Since most graphic adapters (if not all) are built in countries with a
oppressive government under bad conditions for both environment as well as
for the workers I think to some extent it is even more important to NOT
follow any new trend and buy new hardware every year. To some extent this is
the reason why I dislike buying a new NIC (USB / PCI / PCIe) for a "free"
Linux which does not support my hardware because of lack of firmware support.

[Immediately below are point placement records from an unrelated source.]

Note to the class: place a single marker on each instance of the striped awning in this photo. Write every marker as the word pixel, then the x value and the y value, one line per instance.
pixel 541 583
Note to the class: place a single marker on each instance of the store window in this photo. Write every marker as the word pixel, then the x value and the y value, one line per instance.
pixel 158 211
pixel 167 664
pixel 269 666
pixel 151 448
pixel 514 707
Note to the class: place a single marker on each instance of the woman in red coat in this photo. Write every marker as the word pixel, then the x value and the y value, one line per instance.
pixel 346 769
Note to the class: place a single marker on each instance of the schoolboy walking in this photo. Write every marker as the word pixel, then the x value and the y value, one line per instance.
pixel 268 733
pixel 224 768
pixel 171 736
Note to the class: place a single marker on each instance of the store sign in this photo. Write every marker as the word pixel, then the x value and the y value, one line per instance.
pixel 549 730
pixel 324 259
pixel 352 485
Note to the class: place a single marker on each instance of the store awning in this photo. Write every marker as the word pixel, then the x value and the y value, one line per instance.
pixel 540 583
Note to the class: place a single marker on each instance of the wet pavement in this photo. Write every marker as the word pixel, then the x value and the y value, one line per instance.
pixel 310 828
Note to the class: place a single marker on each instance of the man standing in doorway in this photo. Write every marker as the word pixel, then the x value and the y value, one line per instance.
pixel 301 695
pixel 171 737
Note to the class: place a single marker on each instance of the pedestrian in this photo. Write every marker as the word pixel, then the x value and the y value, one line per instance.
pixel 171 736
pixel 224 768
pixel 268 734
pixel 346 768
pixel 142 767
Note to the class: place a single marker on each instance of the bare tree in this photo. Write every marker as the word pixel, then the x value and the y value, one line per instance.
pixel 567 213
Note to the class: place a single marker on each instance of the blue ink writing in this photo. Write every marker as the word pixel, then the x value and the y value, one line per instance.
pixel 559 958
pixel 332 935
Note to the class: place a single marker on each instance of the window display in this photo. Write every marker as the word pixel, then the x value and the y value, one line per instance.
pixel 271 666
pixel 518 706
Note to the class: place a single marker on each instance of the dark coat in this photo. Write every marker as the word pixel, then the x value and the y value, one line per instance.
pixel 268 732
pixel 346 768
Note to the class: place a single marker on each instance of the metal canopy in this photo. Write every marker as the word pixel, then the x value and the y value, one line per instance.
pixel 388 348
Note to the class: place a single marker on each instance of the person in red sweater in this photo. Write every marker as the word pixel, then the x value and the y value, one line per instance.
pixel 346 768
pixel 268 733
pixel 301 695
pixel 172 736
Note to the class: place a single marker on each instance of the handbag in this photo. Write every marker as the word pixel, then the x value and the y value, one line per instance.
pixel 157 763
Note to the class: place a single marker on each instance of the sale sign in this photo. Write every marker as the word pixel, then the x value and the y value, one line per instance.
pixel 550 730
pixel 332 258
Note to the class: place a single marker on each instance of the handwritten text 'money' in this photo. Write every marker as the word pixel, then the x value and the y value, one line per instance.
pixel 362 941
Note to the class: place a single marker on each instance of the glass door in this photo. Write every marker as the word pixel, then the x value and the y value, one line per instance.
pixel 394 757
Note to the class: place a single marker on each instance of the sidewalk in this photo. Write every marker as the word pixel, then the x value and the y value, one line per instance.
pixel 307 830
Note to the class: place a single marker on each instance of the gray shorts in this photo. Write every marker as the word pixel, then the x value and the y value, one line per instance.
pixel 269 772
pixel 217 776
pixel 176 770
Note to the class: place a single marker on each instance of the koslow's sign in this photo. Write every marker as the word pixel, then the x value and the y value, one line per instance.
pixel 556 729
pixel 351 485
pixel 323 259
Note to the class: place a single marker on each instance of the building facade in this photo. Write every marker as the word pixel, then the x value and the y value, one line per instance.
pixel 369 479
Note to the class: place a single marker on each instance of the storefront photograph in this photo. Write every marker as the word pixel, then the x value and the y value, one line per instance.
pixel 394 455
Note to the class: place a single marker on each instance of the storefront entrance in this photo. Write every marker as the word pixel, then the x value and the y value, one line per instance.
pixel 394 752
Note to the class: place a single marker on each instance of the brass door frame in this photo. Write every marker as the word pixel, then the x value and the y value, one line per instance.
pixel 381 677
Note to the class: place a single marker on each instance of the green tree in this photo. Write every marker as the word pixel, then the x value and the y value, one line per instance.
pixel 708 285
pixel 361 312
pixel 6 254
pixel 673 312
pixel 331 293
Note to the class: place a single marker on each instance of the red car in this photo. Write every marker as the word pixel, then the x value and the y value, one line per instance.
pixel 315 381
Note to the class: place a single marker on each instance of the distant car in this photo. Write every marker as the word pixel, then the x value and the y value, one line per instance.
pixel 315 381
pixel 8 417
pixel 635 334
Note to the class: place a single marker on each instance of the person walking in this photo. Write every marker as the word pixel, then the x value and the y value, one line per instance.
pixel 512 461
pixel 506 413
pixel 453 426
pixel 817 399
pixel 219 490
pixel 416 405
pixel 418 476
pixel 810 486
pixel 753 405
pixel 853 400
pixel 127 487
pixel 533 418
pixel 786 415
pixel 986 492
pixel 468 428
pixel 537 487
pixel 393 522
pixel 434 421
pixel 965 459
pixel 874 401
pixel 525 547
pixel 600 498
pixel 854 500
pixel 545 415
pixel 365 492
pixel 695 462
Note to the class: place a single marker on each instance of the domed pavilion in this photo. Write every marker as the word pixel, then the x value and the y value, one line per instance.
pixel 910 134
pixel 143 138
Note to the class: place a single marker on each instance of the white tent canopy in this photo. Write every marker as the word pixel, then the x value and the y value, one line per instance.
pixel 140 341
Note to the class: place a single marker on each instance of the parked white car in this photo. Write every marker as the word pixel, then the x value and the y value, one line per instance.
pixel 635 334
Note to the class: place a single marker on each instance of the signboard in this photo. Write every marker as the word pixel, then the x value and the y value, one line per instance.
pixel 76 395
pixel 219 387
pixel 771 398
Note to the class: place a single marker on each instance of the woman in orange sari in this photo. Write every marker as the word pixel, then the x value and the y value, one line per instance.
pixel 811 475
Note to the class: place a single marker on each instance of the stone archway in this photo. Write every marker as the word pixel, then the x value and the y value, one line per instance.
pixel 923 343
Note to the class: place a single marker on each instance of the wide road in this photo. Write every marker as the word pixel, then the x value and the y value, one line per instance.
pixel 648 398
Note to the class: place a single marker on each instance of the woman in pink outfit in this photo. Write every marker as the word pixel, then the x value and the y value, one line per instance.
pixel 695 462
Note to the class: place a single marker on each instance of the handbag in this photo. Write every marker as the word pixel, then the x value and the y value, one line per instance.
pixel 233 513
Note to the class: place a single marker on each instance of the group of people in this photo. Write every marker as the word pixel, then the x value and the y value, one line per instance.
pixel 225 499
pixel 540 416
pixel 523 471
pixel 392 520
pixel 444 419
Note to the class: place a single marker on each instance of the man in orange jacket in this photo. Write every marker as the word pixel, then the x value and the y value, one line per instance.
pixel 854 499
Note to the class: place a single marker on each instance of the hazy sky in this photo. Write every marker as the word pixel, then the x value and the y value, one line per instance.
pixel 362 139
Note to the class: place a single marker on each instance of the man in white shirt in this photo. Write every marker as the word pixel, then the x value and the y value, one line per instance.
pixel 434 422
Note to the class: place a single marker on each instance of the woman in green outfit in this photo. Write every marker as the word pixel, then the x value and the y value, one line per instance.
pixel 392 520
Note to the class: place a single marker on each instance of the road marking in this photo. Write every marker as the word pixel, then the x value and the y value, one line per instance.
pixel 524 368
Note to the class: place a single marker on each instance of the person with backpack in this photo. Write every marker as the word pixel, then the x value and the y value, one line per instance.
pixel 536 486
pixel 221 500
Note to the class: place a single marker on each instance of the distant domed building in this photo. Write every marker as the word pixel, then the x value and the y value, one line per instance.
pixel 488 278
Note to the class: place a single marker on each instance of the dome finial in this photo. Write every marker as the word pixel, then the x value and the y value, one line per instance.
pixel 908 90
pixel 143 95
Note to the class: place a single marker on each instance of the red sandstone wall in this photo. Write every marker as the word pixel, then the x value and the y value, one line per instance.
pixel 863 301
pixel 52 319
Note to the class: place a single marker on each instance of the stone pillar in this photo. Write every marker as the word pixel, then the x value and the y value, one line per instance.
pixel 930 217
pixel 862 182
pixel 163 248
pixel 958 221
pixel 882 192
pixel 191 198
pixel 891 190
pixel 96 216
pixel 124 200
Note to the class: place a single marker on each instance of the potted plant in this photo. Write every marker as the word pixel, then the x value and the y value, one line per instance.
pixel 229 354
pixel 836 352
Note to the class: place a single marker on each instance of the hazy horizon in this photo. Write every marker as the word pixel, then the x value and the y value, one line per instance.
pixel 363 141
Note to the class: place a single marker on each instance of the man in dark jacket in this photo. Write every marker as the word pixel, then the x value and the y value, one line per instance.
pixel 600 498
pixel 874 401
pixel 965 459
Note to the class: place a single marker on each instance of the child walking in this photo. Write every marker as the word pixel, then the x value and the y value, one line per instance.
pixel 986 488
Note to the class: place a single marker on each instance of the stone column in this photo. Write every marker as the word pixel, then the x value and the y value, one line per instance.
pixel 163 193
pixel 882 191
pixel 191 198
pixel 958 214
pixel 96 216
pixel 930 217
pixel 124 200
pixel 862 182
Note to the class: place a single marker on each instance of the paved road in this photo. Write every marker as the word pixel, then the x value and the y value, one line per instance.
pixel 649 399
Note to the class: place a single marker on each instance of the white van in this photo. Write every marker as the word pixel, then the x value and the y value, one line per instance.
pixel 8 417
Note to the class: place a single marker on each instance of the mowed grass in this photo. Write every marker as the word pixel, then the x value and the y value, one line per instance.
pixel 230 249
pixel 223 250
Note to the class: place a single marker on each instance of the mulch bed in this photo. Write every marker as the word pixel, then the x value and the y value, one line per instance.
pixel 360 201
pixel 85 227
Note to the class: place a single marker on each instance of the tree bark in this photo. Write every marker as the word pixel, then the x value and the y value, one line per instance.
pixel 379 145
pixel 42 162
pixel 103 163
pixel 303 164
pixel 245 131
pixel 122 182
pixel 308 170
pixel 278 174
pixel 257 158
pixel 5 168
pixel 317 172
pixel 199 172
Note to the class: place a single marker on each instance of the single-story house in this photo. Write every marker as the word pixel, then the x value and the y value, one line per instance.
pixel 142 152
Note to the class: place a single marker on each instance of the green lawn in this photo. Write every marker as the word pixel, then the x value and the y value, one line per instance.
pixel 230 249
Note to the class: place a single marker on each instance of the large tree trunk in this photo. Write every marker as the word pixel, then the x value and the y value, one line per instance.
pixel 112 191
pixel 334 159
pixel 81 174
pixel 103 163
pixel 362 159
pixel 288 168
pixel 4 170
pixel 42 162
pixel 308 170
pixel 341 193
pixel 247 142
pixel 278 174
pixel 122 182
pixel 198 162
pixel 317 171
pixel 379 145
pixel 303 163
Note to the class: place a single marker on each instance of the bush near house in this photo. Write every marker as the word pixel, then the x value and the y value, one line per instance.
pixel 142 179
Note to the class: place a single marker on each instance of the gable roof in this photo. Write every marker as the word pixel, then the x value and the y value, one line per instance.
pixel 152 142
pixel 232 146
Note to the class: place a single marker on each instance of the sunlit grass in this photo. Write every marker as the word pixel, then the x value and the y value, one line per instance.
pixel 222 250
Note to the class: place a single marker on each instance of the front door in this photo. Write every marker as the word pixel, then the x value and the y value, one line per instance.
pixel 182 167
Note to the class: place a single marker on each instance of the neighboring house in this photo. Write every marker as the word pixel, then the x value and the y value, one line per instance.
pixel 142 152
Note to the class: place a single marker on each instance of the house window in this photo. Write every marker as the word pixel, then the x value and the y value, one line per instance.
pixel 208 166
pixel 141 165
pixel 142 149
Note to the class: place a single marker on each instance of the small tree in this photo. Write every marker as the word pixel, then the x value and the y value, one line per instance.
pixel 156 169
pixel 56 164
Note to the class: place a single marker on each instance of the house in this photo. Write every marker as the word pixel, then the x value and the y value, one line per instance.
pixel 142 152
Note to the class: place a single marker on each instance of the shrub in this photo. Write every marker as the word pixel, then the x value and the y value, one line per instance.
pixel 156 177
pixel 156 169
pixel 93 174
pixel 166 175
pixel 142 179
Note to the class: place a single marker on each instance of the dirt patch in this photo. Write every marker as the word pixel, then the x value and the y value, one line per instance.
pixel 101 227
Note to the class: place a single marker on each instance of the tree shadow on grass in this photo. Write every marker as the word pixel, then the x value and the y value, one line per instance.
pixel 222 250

I have to "free" my system by buying hardware build from non-free peoples in
non-free countries. But this are just my two cents on this topic. I am just
writing this since I think that you should not give recommendations on
hardware based on moral decisions. Keep it technical. Hardware XY does not
work because a binary blob is required while hardware AB does work, so sell
it. End of the story. IMO Intel is not "ethically better" than AMD or NVidia
and vice versa.
If it helps I can do some further tests with Trisquel and my 9800GT. I own
several native Linux titles (e.g. Amnesia, Shadowground, Shadowground
Survirors, Trine). So I could easily test them and give feedback if they
work. Those titles are non-free though but it might help people to decide
wether Trisquel plus a NVidia-based card is something they can live with or
not. Oh yes, and I could test other free stuff as well (Alien Arena, Reqction
Quake and so on). While the 9800 is of course not 100% identical to the
9500GT you sell, they still share the same GPU architecture.